The Presidency of Herbert Hoover
Herbert Hoover, a Republican, was elected president in 1928. Hoover was highly intelligent, and had been a successful mining engineer and Secretary of Commerce before becoming president. When he was inaugurated, Hoover believed that American prosperity would continue and expand. He had the misfortune of being inaugurated only months before the stock market crash in 1929. Hoover's administration adopted several policies to end the Depression.
Hoover did support some programs to combat the Depression. In 1932, he signed a bill creating the Reconstruction Finance Corporation (RFC). This federal agency loaned money to businesses and to local governments to provide jobs or relief. But Hoover's conservative philosophy led him to distrust too much government intervention in the nation's economy. He worried that government programs that aided citizens directly would undercut Americans' self-reliance. As a result, he sometimes seemed uncaring to many Americans, who desperately wanted their government to do something to combat growing unemployment and poverty. In 1932, when the Depression was at its worst and one in four workers was unemployed, the president declared that "no one has starved."

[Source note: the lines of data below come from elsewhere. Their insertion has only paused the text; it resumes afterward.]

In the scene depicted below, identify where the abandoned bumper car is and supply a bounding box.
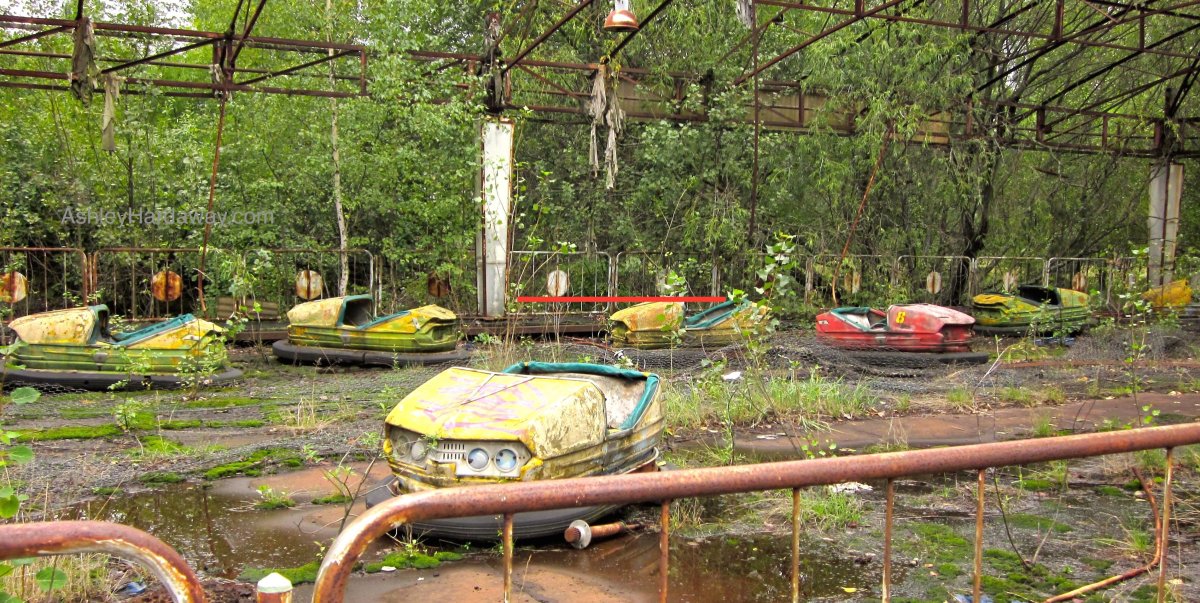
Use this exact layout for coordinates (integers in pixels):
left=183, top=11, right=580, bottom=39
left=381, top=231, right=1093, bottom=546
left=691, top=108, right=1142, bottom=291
left=272, top=295, right=468, bottom=366
left=816, top=304, right=988, bottom=364
left=2, top=305, right=241, bottom=390
left=367, top=363, right=662, bottom=539
left=608, top=300, right=768, bottom=350
left=971, top=285, right=1092, bottom=335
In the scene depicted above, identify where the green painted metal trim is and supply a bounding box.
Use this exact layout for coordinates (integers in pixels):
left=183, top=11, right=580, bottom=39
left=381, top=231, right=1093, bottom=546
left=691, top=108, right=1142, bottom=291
left=334, top=293, right=374, bottom=327
left=113, top=314, right=196, bottom=346
left=502, top=362, right=659, bottom=430
left=358, top=310, right=412, bottom=330
left=683, top=299, right=749, bottom=329
left=88, top=304, right=108, bottom=345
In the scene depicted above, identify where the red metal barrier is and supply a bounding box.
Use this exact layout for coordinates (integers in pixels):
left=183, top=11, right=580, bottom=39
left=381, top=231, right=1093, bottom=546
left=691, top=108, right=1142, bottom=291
left=313, top=423, right=1200, bottom=603
left=0, top=521, right=205, bottom=603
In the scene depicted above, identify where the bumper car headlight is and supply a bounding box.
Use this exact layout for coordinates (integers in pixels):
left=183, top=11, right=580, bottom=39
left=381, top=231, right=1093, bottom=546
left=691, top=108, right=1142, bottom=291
left=494, top=448, right=517, bottom=473
left=467, top=448, right=491, bottom=471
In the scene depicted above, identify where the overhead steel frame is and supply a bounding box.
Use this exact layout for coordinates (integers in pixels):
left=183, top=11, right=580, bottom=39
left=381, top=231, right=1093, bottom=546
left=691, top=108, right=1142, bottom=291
left=412, top=0, right=1200, bottom=157
left=0, top=13, right=367, bottom=98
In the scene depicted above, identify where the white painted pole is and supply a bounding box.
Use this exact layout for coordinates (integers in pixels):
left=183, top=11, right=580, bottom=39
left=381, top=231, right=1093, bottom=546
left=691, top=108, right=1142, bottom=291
left=475, top=118, right=512, bottom=318
left=1147, top=163, right=1183, bottom=287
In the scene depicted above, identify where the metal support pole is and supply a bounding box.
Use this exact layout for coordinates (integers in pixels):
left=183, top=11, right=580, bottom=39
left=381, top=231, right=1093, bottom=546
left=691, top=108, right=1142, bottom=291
left=659, top=501, right=671, bottom=603
left=475, top=118, right=514, bottom=318
left=792, top=488, right=800, bottom=603
left=971, top=468, right=988, bottom=601
left=881, top=479, right=896, bottom=603
left=1158, top=448, right=1175, bottom=603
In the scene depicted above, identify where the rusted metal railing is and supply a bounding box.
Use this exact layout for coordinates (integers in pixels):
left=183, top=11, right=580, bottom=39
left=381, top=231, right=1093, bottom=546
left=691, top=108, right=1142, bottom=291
left=0, top=521, right=205, bottom=603
left=313, top=423, right=1200, bottom=603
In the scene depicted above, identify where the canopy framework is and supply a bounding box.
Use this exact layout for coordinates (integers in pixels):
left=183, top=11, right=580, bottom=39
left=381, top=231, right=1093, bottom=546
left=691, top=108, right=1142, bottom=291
left=412, top=0, right=1200, bottom=159
left=0, top=13, right=367, bottom=98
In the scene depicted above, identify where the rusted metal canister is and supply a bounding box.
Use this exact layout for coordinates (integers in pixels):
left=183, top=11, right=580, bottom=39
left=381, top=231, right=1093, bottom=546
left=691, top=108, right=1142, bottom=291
left=257, top=572, right=292, bottom=603
left=150, top=270, right=184, bottom=302
left=563, top=519, right=632, bottom=549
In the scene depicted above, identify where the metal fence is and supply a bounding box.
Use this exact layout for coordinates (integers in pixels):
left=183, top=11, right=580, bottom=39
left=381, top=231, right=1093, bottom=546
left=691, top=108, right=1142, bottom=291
left=90, top=247, right=377, bottom=321
left=0, top=423, right=1200, bottom=603
left=0, top=247, right=1180, bottom=321
left=0, top=247, right=90, bottom=318
left=509, top=251, right=612, bottom=315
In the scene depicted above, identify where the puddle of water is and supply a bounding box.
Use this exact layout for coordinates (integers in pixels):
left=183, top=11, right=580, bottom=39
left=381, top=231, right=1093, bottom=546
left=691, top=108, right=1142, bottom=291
left=80, top=484, right=878, bottom=602
left=79, top=484, right=326, bottom=578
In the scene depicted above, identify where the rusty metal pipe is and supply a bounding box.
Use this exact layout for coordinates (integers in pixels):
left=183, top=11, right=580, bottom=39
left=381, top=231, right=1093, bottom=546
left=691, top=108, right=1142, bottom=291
left=563, top=520, right=635, bottom=549
left=0, top=521, right=205, bottom=603
left=313, top=423, right=1200, bottom=603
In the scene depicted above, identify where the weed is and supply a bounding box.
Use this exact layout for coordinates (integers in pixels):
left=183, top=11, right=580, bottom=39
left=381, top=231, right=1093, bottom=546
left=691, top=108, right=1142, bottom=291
left=312, top=492, right=353, bottom=505
left=254, top=485, right=296, bottom=511
left=1000, top=387, right=1037, bottom=407
left=1042, top=386, right=1067, bottom=405
left=138, top=471, right=184, bottom=484
left=204, top=448, right=297, bottom=479
left=17, top=425, right=121, bottom=442
left=364, top=543, right=462, bottom=573
left=0, top=554, right=110, bottom=601
left=946, top=387, right=974, bottom=412
left=1008, top=513, right=1073, bottom=533
left=1031, top=413, right=1058, bottom=437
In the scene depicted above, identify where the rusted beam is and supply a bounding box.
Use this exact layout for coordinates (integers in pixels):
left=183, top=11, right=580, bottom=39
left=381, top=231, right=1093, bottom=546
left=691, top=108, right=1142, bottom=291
left=0, top=521, right=205, bottom=603
left=239, top=50, right=356, bottom=85
left=0, top=14, right=364, bottom=52
left=750, top=0, right=1200, bottom=63
left=504, top=0, right=592, bottom=72
left=1043, top=23, right=1200, bottom=109
left=101, top=40, right=216, bottom=73
left=733, top=0, right=912, bottom=85
left=0, top=26, right=71, bottom=48
left=313, top=423, right=1200, bottom=603
left=229, top=0, right=266, bottom=68
left=0, top=48, right=360, bottom=82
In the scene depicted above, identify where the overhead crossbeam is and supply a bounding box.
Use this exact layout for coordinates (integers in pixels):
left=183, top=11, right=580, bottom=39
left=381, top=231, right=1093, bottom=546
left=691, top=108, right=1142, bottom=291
left=734, top=0, right=1200, bottom=84
left=0, top=14, right=367, bottom=98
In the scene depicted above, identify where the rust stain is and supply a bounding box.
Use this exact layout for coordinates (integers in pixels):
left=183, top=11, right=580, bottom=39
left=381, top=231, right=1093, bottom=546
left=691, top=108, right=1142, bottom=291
left=150, top=270, right=184, bottom=302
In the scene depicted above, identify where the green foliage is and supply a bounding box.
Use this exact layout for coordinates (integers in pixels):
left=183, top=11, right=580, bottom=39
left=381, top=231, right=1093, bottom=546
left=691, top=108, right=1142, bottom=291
left=254, top=485, right=296, bottom=511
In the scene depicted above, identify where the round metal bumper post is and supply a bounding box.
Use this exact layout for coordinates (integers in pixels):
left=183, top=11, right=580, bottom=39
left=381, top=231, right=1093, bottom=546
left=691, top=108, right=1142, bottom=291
left=1158, top=448, right=1175, bottom=603
left=792, top=488, right=800, bottom=603
left=659, top=501, right=671, bottom=603
left=971, top=468, right=988, bottom=601
left=504, top=513, right=512, bottom=603
left=880, top=479, right=896, bottom=603
left=254, top=572, right=292, bottom=603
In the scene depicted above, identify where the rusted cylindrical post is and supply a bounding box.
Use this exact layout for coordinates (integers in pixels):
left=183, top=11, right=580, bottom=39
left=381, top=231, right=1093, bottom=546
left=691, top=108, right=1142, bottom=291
left=881, top=479, right=896, bottom=603
left=792, top=488, right=800, bottom=603
left=563, top=519, right=632, bottom=549
left=971, top=468, right=988, bottom=601
left=503, top=513, right=512, bottom=603
left=256, top=572, right=292, bottom=603
left=659, top=501, right=671, bottom=603
left=1158, top=448, right=1175, bottom=603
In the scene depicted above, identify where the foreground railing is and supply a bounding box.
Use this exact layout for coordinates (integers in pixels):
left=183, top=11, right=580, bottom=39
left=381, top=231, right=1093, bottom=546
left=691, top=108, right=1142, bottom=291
left=313, top=423, right=1200, bottom=603
left=0, top=423, right=1200, bottom=603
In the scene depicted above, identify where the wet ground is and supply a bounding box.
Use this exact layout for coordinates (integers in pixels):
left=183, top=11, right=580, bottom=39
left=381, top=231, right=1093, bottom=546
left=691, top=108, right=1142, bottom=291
left=4, top=331, right=1200, bottom=603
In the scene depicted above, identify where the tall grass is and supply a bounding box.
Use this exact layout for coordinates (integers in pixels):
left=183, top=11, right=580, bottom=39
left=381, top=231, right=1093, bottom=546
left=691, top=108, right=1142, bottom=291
left=664, top=375, right=880, bottom=430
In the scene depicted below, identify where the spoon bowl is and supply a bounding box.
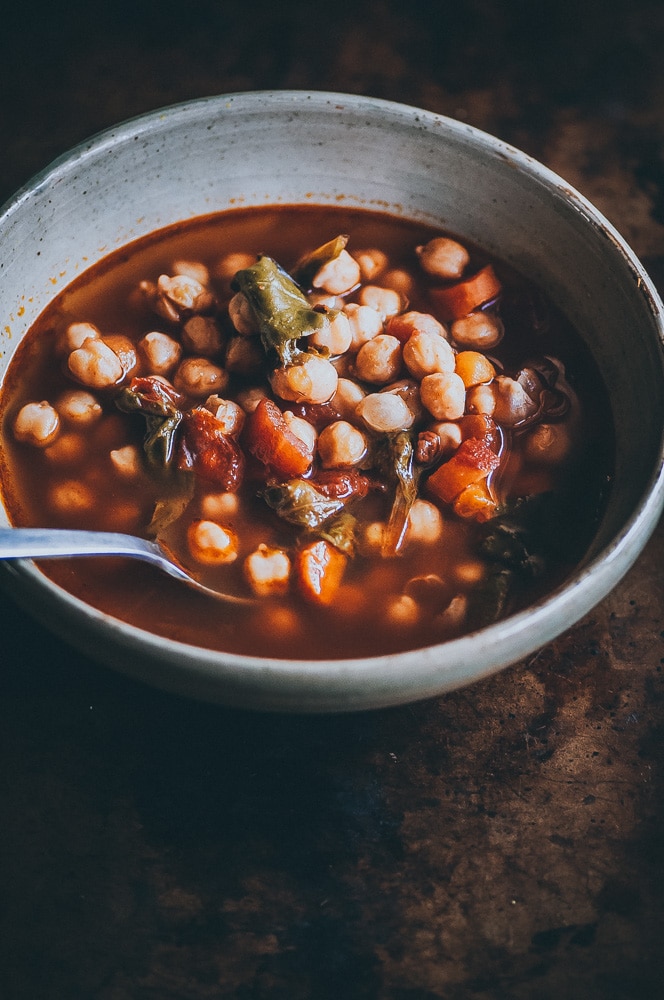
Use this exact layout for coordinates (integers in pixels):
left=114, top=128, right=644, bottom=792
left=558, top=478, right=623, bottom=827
left=0, top=528, right=253, bottom=604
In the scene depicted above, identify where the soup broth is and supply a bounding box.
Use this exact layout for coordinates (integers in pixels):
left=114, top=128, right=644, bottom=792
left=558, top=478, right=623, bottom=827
left=0, top=206, right=613, bottom=659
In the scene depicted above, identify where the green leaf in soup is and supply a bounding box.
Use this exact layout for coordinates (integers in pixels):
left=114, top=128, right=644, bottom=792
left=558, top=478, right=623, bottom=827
left=293, top=236, right=349, bottom=288
left=147, top=472, right=195, bottom=538
left=115, top=376, right=183, bottom=470
left=262, top=479, right=344, bottom=531
left=234, top=256, right=328, bottom=367
left=318, top=511, right=357, bottom=556
left=380, top=431, right=420, bottom=557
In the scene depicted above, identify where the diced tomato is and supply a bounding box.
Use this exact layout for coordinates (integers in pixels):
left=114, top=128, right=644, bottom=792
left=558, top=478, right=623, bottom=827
left=288, top=401, right=339, bottom=431
left=295, top=538, right=348, bottom=604
left=243, top=399, right=313, bottom=479
left=459, top=413, right=500, bottom=451
left=427, top=438, right=500, bottom=503
left=178, top=406, right=245, bottom=493
left=429, top=264, right=502, bottom=323
left=452, top=481, right=498, bottom=521
left=311, top=469, right=371, bottom=500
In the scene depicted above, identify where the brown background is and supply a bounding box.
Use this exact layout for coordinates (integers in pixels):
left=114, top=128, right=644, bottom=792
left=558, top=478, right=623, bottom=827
left=0, top=0, right=664, bottom=1000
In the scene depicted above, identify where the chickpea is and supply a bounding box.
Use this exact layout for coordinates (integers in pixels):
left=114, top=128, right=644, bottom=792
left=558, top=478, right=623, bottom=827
left=270, top=354, right=338, bottom=403
left=355, top=333, right=402, bottom=384
left=450, top=310, right=504, bottom=351
left=318, top=420, right=368, bottom=469
left=386, top=594, right=421, bottom=628
left=14, top=399, right=60, bottom=448
left=436, top=594, right=468, bottom=627
left=358, top=285, right=402, bottom=320
left=430, top=420, right=463, bottom=455
left=310, top=312, right=353, bottom=357
left=381, top=267, right=415, bottom=302
left=67, top=337, right=124, bottom=389
left=58, top=323, right=101, bottom=354
left=48, top=479, right=95, bottom=514
left=385, top=309, right=447, bottom=344
left=493, top=375, right=537, bottom=427
left=524, top=424, right=572, bottom=465
left=155, top=274, right=214, bottom=320
left=44, top=431, right=86, bottom=465
left=110, top=444, right=143, bottom=479
left=136, top=330, right=182, bottom=375
left=356, top=392, right=415, bottom=434
left=344, top=302, right=383, bottom=352
left=454, top=559, right=486, bottom=584
left=102, top=333, right=138, bottom=378
left=235, top=386, right=267, bottom=413
left=403, top=331, right=455, bottom=379
left=201, top=493, right=240, bottom=521
left=307, top=292, right=346, bottom=309
left=224, top=334, right=265, bottom=375
left=205, top=395, right=246, bottom=437
left=415, top=236, right=470, bottom=279
left=380, top=378, right=424, bottom=420
left=243, top=544, right=291, bottom=597
left=420, top=372, right=466, bottom=420
left=360, top=521, right=387, bottom=555
left=332, top=378, right=366, bottom=420
left=228, top=292, right=258, bottom=337
left=454, top=351, right=496, bottom=389
left=284, top=410, right=318, bottom=455
left=466, top=383, right=496, bottom=417
left=182, top=316, right=222, bottom=358
left=313, top=250, right=360, bottom=295
left=171, top=260, right=210, bottom=285
left=354, top=247, right=389, bottom=281
left=407, top=499, right=443, bottom=543
left=187, top=520, right=238, bottom=566
left=173, top=358, right=229, bottom=398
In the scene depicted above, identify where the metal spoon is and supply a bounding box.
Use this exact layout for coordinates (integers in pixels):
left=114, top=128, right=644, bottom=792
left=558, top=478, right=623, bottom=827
left=0, top=528, right=253, bottom=604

Because Americans were angered and worried by the Depression, Hoover became widely unpopular. Americans began calling the shantytowns and hobo camps where homeless people lived Hoovervilles. The most forceful protest of the president's reluctance to aid poor Americans occurred in June 1932, when a group of 20,000 World War I veterans, known as the Bonus Army, marched to Washington, DC, to demand that the government pay them their bonus for serving in the war. The government had approved paying a bonus to the veterans in 1924, but it was not due to be paid until 1945. Because of the Depression, the veterans were seeking to receive their bonuses more than a decade early. In July, Hoover ordered police and the U.S. Army to remove the veterans' camp from the Mall in Washington. Battles between veterans, police, and the U.S. Army in the nation's capital further increased many Americans' dislike for Hoover and added to their fears that the nation was on the brink of chaos.